AECOM is proud to offer comprehensive benefits to meet the diverse needs of our employees. Depending on your employment status, AECOM benefits may include medical, dental, vision, life, AD&D, disability benefits, paid time off, leaves of absences, voluntary benefits, perks, flexible work options, well-being resources, employee assistance program, business travel insurance, service recognition awards, retirement savings plan, and employee stock purchase plan. 
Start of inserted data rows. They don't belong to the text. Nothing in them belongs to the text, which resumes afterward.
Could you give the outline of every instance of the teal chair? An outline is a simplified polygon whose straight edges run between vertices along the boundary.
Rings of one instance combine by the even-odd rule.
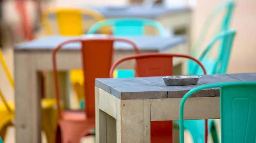
[[[114,36],[140,36],[144,35],[144,29],[146,25],[155,27],[158,31],[160,36],[166,35],[166,30],[160,23],[154,20],[139,18],[117,18],[102,20],[93,25],[87,34],[93,34],[102,27],[111,26],[113,28],[113,35]]]
[[[229,29],[235,5],[235,2],[234,1],[228,0],[221,3],[215,9],[203,25],[201,32],[199,34],[198,40],[197,41],[192,50],[192,56],[195,57],[198,56],[198,53],[202,47],[203,42],[204,41],[207,31],[208,31],[208,29],[209,29],[211,23],[218,14],[221,12],[223,12],[223,11],[225,11],[221,22],[220,22],[220,25],[218,27],[218,29],[219,28],[220,29],[217,29],[215,31],[217,33],[218,33],[220,32],[226,31]],[[223,51],[223,50],[224,50],[224,42],[225,39],[224,38],[222,42],[222,43],[221,43],[220,45],[220,53]],[[210,57],[206,56],[204,58],[204,61],[201,61],[201,62],[203,63],[204,66],[206,68],[207,70],[208,71],[210,70],[212,68],[212,65],[216,62],[216,61],[215,60],[211,59]],[[189,75],[194,74],[194,69],[196,65],[196,64],[191,60],[188,61],[188,73]]]
[[[93,25],[87,32],[93,34],[102,27],[113,27],[114,36],[141,36],[145,35],[146,25],[154,27],[158,31],[160,36],[166,35],[163,26],[158,22],[152,20],[139,18],[125,18],[109,19],[99,22]],[[132,70],[118,70],[115,78],[131,78],[134,77],[134,71]]]
[[[204,66],[208,67],[206,67],[207,74],[226,73],[234,38],[236,33],[236,31],[234,30],[223,31],[217,35],[207,45],[200,57],[199,61],[203,63]],[[206,63],[205,59],[207,59],[207,62],[208,61],[207,60],[207,54],[210,52],[214,44],[218,41],[221,42],[222,45],[219,50],[217,58],[214,62]],[[204,63],[205,64],[204,64]],[[204,73],[201,69],[198,69],[198,67],[196,65],[194,69],[192,68],[191,70],[193,71],[193,75],[201,75]]]
[[[180,141],[184,143],[184,105],[194,93],[220,87],[221,143],[255,143],[256,82],[220,83],[200,86],[187,92],[180,105]]]

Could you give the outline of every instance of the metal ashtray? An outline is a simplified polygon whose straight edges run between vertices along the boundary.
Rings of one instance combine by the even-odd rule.
[[[162,77],[166,85],[191,85],[197,84],[201,76],[173,76]]]

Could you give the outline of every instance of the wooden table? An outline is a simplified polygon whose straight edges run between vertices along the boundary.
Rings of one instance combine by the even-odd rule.
[[[162,6],[153,6],[150,8],[140,5],[120,6],[77,6],[81,8],[94,9],[102,14],[107,19],[117,18],[139,17],[157,20],[166,28],[167,33],[172,32],[178,34],[185,34],[189,37],[189,43],[191,47],[191,29],[192,10],[185,6],[166,7]],[[53,18],[54,14],[49,17]],[[84,16],[83,28],[86,33],[96,22],[95,20],[87,16]],[[52,25],[57,29],[58,25],[52,23]],[[56,31],[56,33],[57,31]],[[157,29],[151,26],[146,26],[146,34],[158,34]]]
[[[161,77],[97,79],[96,143],[150,143],[150,122],[179,119],[182,97],[202,84],[256,81],[256,73],[202,76],[197,85],[167,86]],[[185,120],[220,118],[219,88],[195,93],[185,105]]]
[[[126,38],[135,42],[142,53],[187,53],[187,44],[184,36]],[[74,37],[53,36],[21,44],[15,47],[14,58],[16,143],[41,142],[40,82],[41,79],[38,72],[52,70],[52,49],[61,42],[72,38]],[[60,79],[59,83],[62,87],[60,92],[64,99],[68,95],[66,91],[68,89],[67,71],[72,69],[81,68],[79,44],[67,45],[57,54],[58,69],[62,71],[59,75]],[[114,47],[115,61],[121,57],[134,54],[133,48],[128,44],[117,42],[115,43]],[[184,60],[178,59],[175,61],[175,65],[181,64],[186,68],[184,62]],[[129,62],[124,63],[122,66],[121,67],[134,67],[133,64]],[[186,69],[184,70],[186,71]],[[47,80],[47,95],[54,97],[52,77],[50,76]]]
AECOM is the global infrastructure leader, committed to delivering a better world. As a trusted professional services firm powered by deep technical abilities, we solve our clients’ complex challenges in water, environment, energy, transportation and buildings. Our teams partner with public- and private-sector clients to create innovative, sustainable and resilient solutions throughout the project lifecycle – from advisory, planning, design and engineering to program and construction management. AECOM is a Fortune 500 firm that had revenue of $16.1 billion in fiscal year 2025. Learn more at aecom.com. 

What makes AECOM a great place to work 

You will be part of a global team that champions your growth and career ambitions. Work on groundbreaking projects - both in your local community and on a global scale - that are transforming our industry and shaping the future. With cutting-edge technology and a network of experts, you’ll have the resources to make a real impact. Our award-winning training and development programs are designed to expand your technical expertise and leadership skills, helping you build the career you’ve always envisioned. Here, you’ll find a welcoming workplace built on respect, collaboration and community—where you have the freedom to grow in a world of opportunity. 

As an Equal Opportunity Employer, we believe in your potential and are here to help you achieve it. All your information will be kept confidential according to EEO guidelines.